Proxim Corp. will introduce a WLAN system designed to support voice and data across Wi-Fi networks, including the eventual support of cellular traffic.
The Orinoco Switching System was designed from the ground up to support voice traffic, which is how Proxim is differentiating it from the myriad other wireless LAN switches on the market.
"This switch is actually part of a telemetry system," said Kevin Duffy, senior vice president of product development and product line management at Proxim, in Sunnyvale, Calif.
Last year Proxim, Motorola Inc. and Avaya Inc. announced plans to collaborate on devices and supporting software and hardware that can roam between cell phone networks and WLANs without interruption. The goal is to allow business travelers to take advantage of public WLAN hot spots and continue a connection on the way back to the office.
The companies have yet to offer a complete solution, but Proxim officials said the switching system will be part of it.
"Wed like [customers] to get to fast wireless, one phone number and a maximum of two devices," Duffy said.
The switching system supports tunneling between switches on a per-user basis, which prevents session restarts when roaming among subnets, officials said.

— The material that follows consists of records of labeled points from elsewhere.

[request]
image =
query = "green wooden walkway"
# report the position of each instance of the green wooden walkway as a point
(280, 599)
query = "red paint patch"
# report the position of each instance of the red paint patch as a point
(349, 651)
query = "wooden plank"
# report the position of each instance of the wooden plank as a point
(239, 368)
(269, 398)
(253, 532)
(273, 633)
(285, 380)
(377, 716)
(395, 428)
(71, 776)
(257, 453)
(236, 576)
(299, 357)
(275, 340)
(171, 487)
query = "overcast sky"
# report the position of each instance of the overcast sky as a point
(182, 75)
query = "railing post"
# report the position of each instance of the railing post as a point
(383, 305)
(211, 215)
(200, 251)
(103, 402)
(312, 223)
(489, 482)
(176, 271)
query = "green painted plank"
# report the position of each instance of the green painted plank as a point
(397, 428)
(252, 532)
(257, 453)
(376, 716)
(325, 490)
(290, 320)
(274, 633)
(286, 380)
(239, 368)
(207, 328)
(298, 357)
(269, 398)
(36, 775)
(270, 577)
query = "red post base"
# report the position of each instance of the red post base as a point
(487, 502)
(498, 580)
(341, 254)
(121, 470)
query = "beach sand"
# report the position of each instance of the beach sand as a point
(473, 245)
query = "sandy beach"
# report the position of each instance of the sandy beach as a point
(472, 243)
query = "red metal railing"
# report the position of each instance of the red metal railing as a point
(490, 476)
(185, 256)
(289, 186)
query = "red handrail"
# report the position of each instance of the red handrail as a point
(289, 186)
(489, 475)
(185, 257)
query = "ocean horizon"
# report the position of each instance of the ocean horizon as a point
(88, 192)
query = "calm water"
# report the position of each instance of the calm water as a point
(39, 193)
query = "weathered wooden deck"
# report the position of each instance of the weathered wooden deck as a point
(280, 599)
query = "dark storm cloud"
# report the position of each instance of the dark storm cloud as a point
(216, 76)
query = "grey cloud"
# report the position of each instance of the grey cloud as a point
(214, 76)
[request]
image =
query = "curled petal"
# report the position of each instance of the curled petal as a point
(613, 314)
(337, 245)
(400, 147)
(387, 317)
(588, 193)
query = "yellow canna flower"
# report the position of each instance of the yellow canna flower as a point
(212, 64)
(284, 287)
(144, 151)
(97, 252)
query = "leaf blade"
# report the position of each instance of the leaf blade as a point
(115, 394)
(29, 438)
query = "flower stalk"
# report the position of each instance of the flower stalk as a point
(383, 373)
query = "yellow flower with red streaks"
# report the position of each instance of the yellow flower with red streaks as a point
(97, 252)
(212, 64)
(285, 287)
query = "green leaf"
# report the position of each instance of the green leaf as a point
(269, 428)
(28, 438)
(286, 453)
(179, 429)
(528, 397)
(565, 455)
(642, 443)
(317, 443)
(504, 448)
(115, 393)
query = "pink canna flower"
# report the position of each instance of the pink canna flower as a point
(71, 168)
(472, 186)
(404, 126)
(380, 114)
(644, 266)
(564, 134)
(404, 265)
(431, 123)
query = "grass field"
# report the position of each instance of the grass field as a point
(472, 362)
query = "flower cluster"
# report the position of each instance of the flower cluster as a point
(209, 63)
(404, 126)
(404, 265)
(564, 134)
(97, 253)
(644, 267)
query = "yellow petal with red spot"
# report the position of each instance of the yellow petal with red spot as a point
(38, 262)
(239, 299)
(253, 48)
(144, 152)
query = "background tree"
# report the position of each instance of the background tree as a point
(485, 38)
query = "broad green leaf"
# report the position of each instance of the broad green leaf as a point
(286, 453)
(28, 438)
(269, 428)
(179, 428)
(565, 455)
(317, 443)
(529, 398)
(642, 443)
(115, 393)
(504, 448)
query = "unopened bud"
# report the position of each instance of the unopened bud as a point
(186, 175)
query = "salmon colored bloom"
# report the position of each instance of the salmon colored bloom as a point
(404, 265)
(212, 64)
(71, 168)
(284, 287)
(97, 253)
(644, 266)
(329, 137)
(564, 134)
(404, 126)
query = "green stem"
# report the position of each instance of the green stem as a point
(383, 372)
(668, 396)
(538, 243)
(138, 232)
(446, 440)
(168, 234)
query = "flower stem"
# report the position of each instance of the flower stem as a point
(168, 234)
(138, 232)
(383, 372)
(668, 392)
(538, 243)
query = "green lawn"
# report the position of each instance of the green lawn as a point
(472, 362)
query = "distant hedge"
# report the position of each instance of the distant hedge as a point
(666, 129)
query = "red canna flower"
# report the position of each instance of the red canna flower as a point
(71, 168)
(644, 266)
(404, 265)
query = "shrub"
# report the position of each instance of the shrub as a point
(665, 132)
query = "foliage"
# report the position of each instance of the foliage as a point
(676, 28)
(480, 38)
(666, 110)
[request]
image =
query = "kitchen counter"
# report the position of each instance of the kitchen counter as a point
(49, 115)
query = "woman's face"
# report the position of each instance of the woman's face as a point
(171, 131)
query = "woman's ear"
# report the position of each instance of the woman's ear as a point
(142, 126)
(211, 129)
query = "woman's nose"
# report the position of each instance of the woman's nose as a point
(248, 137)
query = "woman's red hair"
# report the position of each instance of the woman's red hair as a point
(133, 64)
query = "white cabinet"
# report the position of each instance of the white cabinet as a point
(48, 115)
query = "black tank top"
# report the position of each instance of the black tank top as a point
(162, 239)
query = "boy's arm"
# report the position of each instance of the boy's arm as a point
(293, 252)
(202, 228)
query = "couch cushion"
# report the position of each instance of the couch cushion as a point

The switch includes an implementation of the latest draft of the IEEE 802.11e QOS (quality-of-service) protocol, which is due for ratification later this year. It registers whether traffic is voice or data and supplies the highest level of QOS accordingly, officials said. The switch also balances traffic loads among access points on a network.

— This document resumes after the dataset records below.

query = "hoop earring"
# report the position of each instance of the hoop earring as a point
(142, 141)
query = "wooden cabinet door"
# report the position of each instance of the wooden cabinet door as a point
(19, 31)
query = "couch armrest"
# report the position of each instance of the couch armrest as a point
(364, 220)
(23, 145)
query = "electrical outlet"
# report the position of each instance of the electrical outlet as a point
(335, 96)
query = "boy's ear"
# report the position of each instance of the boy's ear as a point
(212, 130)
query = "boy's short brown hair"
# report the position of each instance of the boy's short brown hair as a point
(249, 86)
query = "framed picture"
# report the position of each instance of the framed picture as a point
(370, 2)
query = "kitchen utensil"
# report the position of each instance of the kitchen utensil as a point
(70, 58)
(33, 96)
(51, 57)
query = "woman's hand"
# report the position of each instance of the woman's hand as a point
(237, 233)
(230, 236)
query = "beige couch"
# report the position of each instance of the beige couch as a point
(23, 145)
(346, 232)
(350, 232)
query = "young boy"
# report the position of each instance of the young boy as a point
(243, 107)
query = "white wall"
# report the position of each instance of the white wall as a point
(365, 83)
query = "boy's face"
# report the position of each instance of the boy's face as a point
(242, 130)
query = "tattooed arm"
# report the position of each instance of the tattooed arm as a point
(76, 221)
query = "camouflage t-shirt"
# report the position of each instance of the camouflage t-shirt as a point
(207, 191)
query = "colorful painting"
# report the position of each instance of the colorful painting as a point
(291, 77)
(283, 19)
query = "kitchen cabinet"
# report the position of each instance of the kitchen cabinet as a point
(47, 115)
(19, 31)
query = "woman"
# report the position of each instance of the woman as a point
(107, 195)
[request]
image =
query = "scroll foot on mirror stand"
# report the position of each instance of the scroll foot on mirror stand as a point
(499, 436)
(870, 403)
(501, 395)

The system is designed to integrate with the customers IP PBX. Among other things, this means the system can support Enhanced 911 services based on the location of an access point and prioritize calls based on calling party identification, officials said.
The switch is due next quarter in a 16-port version. Eight- and 24-port versions are due later in the year.
In the meantime, Proxim this week will launch a trimode access point, which is available immediately.
The Orinoco AP-4000 supports 802.11a signals in the 5GHz band as well as 802.11b/g signals in the 2.4GHz band.
For management purposes, the Orinoco AP-4000 includes a set of interfaces such as SNMP Version 3, Remote Authentication Dial-In User Service authentication and HTTP via Secure Sockets Layer.
"The secure features for the management are the most secure Ive seen," said Philippe Hanset, senior network engineer at the University of Tennessee in Knoxville, which operates a WLAN of some 1,300 access points.
For security, the Orinoco AP-4000 supports the Wi-Fi Alliance Wi-Fi Protected Access protocol. Advanced Encryption Standard support can be added through a software upgrade. The access point can detect other, rogue access points in the 2.4GHz and 5GHz bands, officials said.
The Orinoco AP-4000 is priced at $899.99.